Even in such cases, the Imam (a.s.) never declares a war of aggression, or in modern terms, ‘war of preemption’, but to act only in defense against oppression and tyranny by standing up to the tyrant, after all the avenues of avoiding the conflict have failed. This is exactly what Imam Husayn (a.s.) did in Karbala, as the Imam of the time, to protect the faith and to expose the injustice and oppression of Yazid, the tyrant ruler.

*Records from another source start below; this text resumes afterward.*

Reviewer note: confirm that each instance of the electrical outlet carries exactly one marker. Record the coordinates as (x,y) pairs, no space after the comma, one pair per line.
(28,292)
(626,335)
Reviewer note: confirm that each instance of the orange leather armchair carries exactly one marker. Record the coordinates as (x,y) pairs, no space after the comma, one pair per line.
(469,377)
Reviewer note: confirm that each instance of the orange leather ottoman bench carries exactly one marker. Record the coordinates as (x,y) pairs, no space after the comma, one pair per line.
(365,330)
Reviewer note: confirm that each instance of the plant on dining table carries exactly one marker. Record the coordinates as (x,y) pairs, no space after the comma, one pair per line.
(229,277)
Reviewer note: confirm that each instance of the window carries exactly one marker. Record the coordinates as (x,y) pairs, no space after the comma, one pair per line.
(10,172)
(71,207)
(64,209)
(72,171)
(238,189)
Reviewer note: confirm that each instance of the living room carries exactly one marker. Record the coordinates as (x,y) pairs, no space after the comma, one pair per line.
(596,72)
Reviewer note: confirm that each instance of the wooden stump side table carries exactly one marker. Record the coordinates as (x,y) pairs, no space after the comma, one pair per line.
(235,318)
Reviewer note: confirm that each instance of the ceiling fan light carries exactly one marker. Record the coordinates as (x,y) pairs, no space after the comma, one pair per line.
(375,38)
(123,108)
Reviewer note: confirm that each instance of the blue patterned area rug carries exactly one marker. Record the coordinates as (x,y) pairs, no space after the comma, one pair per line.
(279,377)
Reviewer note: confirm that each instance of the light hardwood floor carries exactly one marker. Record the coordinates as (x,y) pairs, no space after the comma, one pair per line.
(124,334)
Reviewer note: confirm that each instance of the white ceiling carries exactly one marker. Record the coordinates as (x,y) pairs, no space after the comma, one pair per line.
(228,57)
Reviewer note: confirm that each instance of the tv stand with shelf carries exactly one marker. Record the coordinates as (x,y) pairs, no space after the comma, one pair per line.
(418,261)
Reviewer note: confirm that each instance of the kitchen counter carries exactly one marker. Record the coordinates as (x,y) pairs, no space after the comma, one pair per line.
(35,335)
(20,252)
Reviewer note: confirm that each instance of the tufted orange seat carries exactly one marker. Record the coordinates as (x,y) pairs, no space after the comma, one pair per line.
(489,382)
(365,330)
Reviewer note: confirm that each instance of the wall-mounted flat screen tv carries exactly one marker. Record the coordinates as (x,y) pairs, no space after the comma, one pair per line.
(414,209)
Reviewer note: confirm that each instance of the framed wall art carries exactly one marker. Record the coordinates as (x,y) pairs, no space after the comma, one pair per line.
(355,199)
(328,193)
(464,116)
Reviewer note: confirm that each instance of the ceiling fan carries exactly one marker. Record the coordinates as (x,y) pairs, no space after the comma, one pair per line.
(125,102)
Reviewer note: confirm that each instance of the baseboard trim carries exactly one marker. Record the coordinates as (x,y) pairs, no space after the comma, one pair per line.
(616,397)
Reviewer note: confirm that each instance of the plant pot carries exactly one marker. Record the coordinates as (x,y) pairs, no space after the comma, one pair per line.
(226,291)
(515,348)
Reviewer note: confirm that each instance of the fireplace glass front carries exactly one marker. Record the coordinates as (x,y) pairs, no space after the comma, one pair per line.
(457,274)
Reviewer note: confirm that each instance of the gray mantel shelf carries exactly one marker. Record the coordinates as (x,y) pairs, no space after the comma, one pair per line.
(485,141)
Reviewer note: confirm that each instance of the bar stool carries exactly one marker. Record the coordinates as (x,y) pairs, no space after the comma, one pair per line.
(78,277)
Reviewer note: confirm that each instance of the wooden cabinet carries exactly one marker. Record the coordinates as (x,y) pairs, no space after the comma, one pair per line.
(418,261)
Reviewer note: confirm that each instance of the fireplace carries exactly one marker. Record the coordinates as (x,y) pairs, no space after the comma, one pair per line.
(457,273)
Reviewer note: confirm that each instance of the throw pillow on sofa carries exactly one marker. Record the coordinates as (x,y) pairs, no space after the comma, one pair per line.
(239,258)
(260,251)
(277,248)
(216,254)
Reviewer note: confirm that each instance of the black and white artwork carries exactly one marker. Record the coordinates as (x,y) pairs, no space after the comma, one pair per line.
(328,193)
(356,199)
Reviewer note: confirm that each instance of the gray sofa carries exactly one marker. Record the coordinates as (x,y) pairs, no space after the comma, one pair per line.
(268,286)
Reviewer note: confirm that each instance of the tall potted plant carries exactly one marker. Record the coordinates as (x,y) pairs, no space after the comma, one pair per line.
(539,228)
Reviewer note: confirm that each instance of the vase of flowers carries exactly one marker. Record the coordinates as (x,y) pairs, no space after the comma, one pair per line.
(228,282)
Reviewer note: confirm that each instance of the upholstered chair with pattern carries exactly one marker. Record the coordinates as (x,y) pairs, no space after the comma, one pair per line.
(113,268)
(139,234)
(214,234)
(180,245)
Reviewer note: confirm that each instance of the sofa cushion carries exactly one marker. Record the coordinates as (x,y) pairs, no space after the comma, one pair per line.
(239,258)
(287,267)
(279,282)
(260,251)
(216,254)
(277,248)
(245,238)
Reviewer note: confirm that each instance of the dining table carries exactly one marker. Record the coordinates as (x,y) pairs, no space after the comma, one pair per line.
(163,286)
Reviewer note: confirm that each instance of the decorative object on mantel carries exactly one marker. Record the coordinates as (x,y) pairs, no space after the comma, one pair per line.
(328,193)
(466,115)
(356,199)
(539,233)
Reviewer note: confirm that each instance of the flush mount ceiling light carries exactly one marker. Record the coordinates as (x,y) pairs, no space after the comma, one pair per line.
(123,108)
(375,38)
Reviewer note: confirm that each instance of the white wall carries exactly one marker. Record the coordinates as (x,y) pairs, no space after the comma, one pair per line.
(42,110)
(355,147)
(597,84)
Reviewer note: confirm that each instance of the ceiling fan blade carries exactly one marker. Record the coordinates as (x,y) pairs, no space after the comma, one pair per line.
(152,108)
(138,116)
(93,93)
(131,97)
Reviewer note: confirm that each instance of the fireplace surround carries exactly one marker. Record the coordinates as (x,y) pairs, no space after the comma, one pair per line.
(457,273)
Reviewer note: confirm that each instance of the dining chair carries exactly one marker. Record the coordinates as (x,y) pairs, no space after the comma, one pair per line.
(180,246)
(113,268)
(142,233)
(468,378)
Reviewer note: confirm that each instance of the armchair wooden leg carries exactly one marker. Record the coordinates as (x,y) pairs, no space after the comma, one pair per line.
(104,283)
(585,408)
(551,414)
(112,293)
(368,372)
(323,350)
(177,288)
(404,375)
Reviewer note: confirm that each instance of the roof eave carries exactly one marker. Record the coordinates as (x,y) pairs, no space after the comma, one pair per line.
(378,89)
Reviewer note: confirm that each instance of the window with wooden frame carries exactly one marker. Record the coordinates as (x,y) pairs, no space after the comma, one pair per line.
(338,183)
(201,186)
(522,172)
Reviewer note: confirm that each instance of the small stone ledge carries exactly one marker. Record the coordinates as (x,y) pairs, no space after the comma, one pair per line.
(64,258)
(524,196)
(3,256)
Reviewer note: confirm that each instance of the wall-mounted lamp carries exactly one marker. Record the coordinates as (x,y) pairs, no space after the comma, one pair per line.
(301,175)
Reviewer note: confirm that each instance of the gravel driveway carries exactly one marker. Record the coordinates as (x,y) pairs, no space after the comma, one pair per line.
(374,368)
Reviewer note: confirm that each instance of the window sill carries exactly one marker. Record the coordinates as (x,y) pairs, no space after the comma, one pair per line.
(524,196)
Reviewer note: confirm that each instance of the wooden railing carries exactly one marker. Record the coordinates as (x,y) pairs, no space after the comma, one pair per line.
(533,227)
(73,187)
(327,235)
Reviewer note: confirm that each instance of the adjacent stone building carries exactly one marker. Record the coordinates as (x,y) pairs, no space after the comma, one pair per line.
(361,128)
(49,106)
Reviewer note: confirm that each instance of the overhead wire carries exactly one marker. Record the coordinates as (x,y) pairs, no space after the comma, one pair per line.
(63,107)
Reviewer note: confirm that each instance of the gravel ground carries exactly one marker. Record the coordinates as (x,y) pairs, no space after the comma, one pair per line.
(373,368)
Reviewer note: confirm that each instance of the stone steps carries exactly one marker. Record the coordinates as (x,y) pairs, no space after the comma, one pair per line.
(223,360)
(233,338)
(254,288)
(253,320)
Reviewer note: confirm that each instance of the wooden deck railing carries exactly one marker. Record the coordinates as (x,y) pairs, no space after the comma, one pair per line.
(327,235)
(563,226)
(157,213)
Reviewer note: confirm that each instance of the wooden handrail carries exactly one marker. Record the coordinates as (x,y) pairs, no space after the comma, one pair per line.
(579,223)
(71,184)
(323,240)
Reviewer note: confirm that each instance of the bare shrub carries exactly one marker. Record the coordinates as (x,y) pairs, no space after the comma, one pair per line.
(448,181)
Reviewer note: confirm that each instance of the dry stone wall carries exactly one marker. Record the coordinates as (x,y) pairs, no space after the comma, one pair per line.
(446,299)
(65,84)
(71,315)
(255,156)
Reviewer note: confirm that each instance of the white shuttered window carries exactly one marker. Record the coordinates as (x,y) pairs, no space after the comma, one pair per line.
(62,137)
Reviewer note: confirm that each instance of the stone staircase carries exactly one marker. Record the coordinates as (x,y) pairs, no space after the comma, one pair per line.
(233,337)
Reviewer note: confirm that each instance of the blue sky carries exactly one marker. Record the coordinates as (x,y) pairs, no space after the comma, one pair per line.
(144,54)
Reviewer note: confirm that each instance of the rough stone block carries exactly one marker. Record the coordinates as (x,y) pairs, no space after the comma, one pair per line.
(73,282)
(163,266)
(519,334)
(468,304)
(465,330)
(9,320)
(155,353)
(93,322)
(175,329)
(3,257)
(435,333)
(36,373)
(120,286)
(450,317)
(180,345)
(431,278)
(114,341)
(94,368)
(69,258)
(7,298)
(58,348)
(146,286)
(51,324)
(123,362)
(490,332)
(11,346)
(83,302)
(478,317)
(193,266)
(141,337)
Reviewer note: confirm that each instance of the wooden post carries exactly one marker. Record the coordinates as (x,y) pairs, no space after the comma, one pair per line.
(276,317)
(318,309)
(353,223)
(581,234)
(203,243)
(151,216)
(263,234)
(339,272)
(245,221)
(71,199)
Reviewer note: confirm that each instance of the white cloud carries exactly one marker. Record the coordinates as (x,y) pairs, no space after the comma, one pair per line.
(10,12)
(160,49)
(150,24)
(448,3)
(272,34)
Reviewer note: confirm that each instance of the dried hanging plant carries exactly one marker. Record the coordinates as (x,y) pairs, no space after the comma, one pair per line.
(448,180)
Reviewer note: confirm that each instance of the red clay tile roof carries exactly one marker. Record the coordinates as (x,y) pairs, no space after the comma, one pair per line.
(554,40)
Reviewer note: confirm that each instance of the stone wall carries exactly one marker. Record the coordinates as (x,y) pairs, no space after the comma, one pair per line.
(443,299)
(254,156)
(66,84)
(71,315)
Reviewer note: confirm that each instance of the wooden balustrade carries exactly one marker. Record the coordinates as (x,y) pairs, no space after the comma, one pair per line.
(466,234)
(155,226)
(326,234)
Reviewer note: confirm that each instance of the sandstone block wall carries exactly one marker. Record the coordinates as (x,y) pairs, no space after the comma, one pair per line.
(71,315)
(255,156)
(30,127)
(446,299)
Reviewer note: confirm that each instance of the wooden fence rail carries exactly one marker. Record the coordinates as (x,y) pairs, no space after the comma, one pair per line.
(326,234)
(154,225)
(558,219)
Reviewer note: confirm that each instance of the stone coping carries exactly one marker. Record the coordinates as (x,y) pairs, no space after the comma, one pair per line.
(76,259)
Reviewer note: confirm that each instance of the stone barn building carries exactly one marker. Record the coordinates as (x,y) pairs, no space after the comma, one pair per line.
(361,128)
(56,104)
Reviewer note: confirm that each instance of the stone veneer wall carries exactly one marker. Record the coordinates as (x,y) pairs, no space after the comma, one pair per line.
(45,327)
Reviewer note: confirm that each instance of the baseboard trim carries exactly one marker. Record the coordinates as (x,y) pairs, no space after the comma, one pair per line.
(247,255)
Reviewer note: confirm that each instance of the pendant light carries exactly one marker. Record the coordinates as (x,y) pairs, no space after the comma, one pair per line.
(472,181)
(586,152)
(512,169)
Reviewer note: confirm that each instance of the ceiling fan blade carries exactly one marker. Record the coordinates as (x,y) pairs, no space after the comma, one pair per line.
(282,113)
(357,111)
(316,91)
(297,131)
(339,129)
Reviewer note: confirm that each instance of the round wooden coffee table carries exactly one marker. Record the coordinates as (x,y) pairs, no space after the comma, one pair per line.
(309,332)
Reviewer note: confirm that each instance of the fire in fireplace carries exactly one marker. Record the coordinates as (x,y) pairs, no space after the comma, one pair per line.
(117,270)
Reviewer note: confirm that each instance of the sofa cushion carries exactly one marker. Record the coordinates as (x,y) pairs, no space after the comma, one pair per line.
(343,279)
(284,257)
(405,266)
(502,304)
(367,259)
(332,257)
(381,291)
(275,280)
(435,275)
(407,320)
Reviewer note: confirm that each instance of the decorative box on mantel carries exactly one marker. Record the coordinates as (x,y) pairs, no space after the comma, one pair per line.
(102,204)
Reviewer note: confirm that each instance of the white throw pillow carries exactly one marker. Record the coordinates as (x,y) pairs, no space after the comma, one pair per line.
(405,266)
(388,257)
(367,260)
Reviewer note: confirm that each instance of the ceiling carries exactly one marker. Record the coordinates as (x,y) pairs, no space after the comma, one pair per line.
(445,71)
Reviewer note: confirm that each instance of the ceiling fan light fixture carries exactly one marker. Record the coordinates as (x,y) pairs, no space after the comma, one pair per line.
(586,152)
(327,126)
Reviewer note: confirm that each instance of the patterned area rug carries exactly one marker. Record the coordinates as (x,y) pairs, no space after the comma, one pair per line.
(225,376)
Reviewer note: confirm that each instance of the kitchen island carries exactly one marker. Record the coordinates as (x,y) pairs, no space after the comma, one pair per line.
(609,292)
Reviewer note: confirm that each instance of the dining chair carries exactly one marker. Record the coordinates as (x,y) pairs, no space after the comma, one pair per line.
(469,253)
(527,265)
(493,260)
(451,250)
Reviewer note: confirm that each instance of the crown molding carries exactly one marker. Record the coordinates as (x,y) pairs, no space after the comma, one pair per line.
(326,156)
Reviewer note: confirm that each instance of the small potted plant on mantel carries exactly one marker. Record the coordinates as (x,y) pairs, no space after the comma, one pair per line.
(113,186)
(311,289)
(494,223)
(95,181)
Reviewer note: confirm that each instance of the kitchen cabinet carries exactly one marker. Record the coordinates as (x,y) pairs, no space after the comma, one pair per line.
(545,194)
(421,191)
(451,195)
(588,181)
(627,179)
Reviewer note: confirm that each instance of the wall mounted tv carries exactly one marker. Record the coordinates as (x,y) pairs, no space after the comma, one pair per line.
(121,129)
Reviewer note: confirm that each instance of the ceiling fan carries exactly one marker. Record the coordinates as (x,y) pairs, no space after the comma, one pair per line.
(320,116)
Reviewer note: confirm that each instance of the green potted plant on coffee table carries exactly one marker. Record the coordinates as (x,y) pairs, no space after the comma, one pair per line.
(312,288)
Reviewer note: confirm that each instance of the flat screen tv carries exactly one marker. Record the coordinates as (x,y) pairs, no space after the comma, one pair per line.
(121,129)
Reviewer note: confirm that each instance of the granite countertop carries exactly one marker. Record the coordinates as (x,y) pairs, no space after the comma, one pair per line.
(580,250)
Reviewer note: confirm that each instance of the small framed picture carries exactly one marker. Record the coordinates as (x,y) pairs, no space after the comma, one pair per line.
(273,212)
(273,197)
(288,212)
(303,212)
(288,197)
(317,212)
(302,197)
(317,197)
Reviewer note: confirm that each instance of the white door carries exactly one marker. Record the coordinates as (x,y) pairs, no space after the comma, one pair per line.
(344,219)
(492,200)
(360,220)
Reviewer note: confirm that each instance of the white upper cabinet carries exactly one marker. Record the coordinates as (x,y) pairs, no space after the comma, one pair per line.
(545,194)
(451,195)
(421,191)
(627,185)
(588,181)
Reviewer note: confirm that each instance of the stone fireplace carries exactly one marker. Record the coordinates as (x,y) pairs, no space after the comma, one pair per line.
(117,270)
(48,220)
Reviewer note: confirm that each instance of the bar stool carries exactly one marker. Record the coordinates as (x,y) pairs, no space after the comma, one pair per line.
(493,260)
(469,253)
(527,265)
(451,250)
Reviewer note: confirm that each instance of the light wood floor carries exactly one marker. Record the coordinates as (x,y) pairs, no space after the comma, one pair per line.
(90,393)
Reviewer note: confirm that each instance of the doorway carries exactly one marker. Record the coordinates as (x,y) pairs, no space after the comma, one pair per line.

Imamate , the real and ostensible religious authority, always remained with Ali (a.s.) and his eleven designated progeny who were then were, as even today are, called Imams of the Ahlul Bayt (a.s.), while the Caliphate came to represent temporal authority. The three Caliphs never ever, at any time, claimed Imamate or called themselves or were ever known as ‘ Imams ’. They always remained merely the Caliphs .
The real temporal as well as religious authority ( Caliphate and Imamate) always remained vested in the Imams of the Ahlul Bayt (a.s.). The importance of the difference between Imamate and Caliphate has to be understood in the light of the Qur’an and the Sunna. The Qur’an reveals that after Abraham’s sacrifice had been accepted, God declared that Abraham, already a Prophet (S) and Khaleel, was made the ‘Imam’.
When Abraham wanted to know if his progeny also would be designated as Imams, the reply was ‘not those who are transgressors and oppressors’.[^3] Authentic traditions abound, in both Sunni and Shia books, about the Prophet’s designating, by name, of the twelve Imams of the Ahlul Bayt (a.s.).